La Lettre à Helga, Bergsveinn Birgisson

La Lettre à Helga de Bergsveinn Birgisson a tout pour plaire : une couverture flatteuse, une forme épistolaire plaisante, un décor scandinave attirant. L’histoire d’amour annoncée possède un réel potentiel romanesque : Bjarni, berger des côtes du Nord-Ouest de l’Islande, tombe amoureux de sa voisine, la plantureuse Helga. Tous deux sont mariés. Dans ce monde clos sur lui-même, il ne leur reste qu’une alternative : renoncer à l’amour ou quitter la terre natale. Un roman pastoral à la sauce islandaise, voilà bien quelque chose qui devrait nous tenir chaud cet hiver. On le dit d’ailleurs assez dans la presse, qui célèbre d’une voix presque unanime ce nouveau prodige de la littérature scandinave.
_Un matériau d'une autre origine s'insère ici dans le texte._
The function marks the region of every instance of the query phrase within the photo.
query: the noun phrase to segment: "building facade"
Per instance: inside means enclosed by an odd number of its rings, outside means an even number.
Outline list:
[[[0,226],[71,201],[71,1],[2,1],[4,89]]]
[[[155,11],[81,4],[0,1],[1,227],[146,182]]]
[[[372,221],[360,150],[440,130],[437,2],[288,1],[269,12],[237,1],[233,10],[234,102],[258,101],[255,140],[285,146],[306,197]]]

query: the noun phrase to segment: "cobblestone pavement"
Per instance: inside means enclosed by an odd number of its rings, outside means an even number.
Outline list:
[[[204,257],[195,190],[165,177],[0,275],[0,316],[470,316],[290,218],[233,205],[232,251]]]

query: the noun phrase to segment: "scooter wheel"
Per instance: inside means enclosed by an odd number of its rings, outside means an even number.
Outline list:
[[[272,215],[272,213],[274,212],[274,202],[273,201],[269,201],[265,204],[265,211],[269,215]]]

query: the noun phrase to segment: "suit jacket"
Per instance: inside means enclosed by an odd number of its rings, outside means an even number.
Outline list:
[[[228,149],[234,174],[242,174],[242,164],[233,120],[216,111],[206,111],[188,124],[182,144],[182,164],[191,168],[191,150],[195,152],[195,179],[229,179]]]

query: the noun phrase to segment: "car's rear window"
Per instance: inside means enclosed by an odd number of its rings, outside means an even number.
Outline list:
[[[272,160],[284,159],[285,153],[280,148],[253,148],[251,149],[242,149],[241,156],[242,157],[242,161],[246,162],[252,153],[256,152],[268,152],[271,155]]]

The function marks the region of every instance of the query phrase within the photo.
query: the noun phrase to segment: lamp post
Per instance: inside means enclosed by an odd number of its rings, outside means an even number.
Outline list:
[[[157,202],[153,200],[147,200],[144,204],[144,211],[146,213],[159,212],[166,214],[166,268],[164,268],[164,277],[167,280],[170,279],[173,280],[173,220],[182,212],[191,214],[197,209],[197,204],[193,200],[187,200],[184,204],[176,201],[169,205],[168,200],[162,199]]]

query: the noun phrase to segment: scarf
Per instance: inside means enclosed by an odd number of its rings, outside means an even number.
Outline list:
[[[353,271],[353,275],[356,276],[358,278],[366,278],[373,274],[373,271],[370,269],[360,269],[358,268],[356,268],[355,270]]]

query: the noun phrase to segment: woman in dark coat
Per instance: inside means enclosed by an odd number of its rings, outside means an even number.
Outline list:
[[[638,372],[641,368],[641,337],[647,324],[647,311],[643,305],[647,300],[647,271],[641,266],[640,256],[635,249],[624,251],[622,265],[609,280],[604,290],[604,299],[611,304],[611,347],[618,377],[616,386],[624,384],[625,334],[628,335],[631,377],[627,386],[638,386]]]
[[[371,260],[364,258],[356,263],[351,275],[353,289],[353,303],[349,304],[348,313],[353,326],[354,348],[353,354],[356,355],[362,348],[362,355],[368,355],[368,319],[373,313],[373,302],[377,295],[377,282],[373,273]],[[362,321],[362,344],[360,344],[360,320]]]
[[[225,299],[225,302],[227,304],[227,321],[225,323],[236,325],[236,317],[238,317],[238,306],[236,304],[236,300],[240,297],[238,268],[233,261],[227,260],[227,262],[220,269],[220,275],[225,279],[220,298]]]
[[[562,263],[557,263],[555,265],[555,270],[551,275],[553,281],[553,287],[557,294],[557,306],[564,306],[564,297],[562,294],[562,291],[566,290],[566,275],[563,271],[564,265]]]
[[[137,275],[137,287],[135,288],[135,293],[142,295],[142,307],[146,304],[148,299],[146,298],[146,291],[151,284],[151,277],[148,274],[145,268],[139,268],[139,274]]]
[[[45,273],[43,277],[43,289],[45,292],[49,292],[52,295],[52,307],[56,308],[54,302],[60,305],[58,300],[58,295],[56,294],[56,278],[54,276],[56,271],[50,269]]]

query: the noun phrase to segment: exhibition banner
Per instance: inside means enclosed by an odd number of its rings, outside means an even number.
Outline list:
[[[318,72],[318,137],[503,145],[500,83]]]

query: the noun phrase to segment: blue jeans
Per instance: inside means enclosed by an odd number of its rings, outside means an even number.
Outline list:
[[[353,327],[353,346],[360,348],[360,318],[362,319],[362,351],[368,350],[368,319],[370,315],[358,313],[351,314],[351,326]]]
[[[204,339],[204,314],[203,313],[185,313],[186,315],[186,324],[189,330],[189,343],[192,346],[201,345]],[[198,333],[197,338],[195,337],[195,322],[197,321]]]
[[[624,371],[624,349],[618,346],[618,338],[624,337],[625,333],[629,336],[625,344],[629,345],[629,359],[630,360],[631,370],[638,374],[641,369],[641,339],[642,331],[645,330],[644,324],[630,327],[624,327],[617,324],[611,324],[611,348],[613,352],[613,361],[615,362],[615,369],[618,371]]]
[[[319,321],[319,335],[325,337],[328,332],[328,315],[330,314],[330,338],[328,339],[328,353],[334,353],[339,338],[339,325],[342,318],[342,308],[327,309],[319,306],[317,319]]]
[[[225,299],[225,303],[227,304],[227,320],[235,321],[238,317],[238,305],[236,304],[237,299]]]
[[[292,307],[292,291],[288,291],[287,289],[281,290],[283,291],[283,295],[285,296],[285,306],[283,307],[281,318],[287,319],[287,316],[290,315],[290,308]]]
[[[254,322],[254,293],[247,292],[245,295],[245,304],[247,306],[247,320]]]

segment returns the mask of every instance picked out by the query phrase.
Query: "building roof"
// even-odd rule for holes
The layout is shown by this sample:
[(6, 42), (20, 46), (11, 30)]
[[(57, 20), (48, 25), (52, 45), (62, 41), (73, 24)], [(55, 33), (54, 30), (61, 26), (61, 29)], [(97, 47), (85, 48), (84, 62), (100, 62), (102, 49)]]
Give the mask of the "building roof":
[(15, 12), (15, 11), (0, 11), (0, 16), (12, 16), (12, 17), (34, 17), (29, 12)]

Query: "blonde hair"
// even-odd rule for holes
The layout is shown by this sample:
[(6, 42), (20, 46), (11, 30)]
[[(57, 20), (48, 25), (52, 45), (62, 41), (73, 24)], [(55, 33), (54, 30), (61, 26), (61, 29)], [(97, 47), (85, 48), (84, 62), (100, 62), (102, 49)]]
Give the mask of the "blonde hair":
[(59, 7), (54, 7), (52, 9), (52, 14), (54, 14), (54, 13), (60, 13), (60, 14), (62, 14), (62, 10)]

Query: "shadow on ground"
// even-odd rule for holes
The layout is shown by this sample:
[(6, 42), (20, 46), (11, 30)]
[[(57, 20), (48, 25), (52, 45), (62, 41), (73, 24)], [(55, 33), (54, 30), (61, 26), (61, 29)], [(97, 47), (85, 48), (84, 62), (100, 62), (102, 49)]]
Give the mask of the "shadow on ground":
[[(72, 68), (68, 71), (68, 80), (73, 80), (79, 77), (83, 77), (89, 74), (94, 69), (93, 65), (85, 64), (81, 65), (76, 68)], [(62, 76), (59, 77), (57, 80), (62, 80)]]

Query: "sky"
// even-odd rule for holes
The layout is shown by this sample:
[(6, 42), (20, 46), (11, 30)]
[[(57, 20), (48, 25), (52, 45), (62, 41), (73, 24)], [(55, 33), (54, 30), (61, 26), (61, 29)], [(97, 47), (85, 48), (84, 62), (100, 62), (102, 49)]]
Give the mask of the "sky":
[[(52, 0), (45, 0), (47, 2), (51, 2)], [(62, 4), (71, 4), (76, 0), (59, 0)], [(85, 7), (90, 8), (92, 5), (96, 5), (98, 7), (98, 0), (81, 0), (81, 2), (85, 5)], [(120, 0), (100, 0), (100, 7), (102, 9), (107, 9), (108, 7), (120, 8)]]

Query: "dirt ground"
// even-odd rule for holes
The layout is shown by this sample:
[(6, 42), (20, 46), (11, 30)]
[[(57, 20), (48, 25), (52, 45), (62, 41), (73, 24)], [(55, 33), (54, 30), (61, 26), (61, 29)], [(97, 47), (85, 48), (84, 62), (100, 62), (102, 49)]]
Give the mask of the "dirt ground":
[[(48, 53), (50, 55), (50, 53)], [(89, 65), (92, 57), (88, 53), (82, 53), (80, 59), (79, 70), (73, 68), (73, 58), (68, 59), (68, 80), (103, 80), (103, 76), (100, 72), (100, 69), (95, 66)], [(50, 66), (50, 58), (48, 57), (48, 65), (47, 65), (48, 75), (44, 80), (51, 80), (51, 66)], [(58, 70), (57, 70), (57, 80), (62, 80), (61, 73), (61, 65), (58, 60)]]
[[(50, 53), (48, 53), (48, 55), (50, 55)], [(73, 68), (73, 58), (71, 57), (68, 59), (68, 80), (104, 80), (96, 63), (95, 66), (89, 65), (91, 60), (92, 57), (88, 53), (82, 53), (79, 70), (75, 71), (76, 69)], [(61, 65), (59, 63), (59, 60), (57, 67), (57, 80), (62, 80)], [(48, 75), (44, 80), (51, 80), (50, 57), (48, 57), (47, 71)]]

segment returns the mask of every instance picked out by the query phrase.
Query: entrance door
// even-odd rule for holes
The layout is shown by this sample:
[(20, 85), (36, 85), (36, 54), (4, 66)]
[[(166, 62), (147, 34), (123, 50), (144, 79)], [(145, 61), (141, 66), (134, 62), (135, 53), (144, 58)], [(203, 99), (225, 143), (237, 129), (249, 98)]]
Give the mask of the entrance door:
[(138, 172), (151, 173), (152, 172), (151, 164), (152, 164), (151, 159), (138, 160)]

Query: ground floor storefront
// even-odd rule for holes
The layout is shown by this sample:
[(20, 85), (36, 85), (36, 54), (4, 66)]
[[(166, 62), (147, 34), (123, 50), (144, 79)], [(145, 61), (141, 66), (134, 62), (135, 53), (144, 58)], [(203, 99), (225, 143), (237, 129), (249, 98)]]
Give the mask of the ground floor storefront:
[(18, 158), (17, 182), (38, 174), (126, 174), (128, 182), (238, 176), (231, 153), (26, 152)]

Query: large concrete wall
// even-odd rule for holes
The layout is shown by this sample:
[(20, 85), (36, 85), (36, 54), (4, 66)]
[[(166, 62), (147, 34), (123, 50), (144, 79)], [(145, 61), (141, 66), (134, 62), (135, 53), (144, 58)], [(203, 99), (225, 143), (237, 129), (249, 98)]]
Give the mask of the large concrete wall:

Pour autant, il n’y a rien de miraculeux dans La lettre à Helga. Le roman est tout au plus agréable. Seul l’arrière-plan présente un réel intérêt, mais celui-ci est finalement moins littéraire qu’ethnologique. L’auteur échappe à l’écueil du pittoresque de pacotille, et on peut lui reconnaître un véritable talent dans l’écriture patrimoniale.  Ainsi, on apprécie vraiment  quand Bergsveinn Birgisson oublie son histoire d’amour et  se laisse aller à l’anecdote, qu’on devine dénichée aux confins de la mémoire collective. L’épisode du rapatriement du corps de Sigridur Holmanes est, pour le coup, un vrai petit miracle. Le narrateur et l’un de ses compagnons se rendent sur une île perdue dans le Nord du pays pour récupérer la dépouille d’une vieille femme afin qu’elle soit enterrée à l’Eglise. Mais au moment de repartir, ils l’oublient là-bas. Par malchance, l’hiver est si tenace qu’ils ne peuvent y retourner qu’au printemps. Quel stratagème va donc inventer le mari de la vieille pour préserver le corps de la décomposition ? Il va sans dire que l’invention est savoureuse… On devine que cette histoire est de celles qu’on se raconte le soir, au coin du feu, de génération en génération. Tombé sous la plume de l’auteur, le conte se trouve ragaillardi. Pour autant, son insertion dans le récit est peu motivée, et témoigne d’un problème de composition qui atteint tout le roman.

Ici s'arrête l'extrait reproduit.